Depois de uma terceira interpretação feita em 2013, na Inglaterra e com outros atores nos papéis, Fences ganha vida de novo, dessa vez, como uma adaptação cinematográfica. Após um longo hiato, Denzel Washington volta a dirigir um longa metragem. Além disso, repete o papel que interpretou nos palcos, assim como a sua parceira de cena, Viola Davis.

Um Limite Entre Nós - Denzel Washington e Viola Davis

Um Limite Entre Nós

O protagonista de Um Limite Entre Nós (Fences) é Troy Maxson (Denzel Washington). Casado com Rose (Viola Davis) e pai de dois filhos, ele ganha a vida trabalhando como lixeiro. Ao passo que, aparentemente, mantém uma relação minimamente saudável com os familiares, aos poucos, ele vai se revelando um sujeito rancoroso e intratável.

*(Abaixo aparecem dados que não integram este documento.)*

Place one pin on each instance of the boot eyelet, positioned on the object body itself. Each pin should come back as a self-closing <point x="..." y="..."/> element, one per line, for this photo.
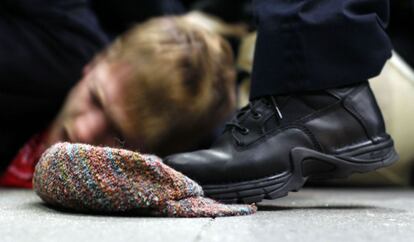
<point x="257" y="116"/>
<point x="245" y="131"/>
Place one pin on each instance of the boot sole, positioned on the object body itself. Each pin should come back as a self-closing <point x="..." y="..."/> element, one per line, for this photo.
<point x="306" y="164"/>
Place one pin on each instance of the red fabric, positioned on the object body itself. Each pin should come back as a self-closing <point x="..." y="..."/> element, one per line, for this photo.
<point x="19" y="174"/>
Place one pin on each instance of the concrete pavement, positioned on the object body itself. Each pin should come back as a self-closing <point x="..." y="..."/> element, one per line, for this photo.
<point x="309" y="215"/>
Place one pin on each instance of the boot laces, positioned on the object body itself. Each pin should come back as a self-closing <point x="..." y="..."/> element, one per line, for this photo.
<point x="235" y="125"/>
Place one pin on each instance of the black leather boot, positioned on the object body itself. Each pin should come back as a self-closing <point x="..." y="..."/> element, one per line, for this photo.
<point x="275" y="144"/>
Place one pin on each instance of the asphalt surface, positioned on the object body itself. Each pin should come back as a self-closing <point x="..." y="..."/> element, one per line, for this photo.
<point x="309" y="215"/>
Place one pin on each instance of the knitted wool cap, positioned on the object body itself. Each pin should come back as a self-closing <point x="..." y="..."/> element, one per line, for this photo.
<point x="102" y="179"/>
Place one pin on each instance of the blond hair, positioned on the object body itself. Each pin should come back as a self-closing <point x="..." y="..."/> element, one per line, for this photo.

Claramente, a peça é muito importante para Denzel Washington, e essa paixão do ator pelo texto de Wilson é visível em cada instante da sua atuação. Acostumado ao papel, Denzel (que pôde ser visto recentemente em Sete Homens e um Destino) podia ter ligado o piloto automático, entregando uma atuação genérica e sem muitos atrativos.

No entanto, ele se dedica totalmente ao personagem, oferecendo uma performance voluptuosa. No início do filme, já admiramos o protagonista em razão do imenso carisma e do sorriso contagiante que o experiente ator empresta ao personagem. Nos momentos em que Troy funciona como um alívio dentro da narrativa densa, é o ótimo timing cômico de Denzel que entra em ação .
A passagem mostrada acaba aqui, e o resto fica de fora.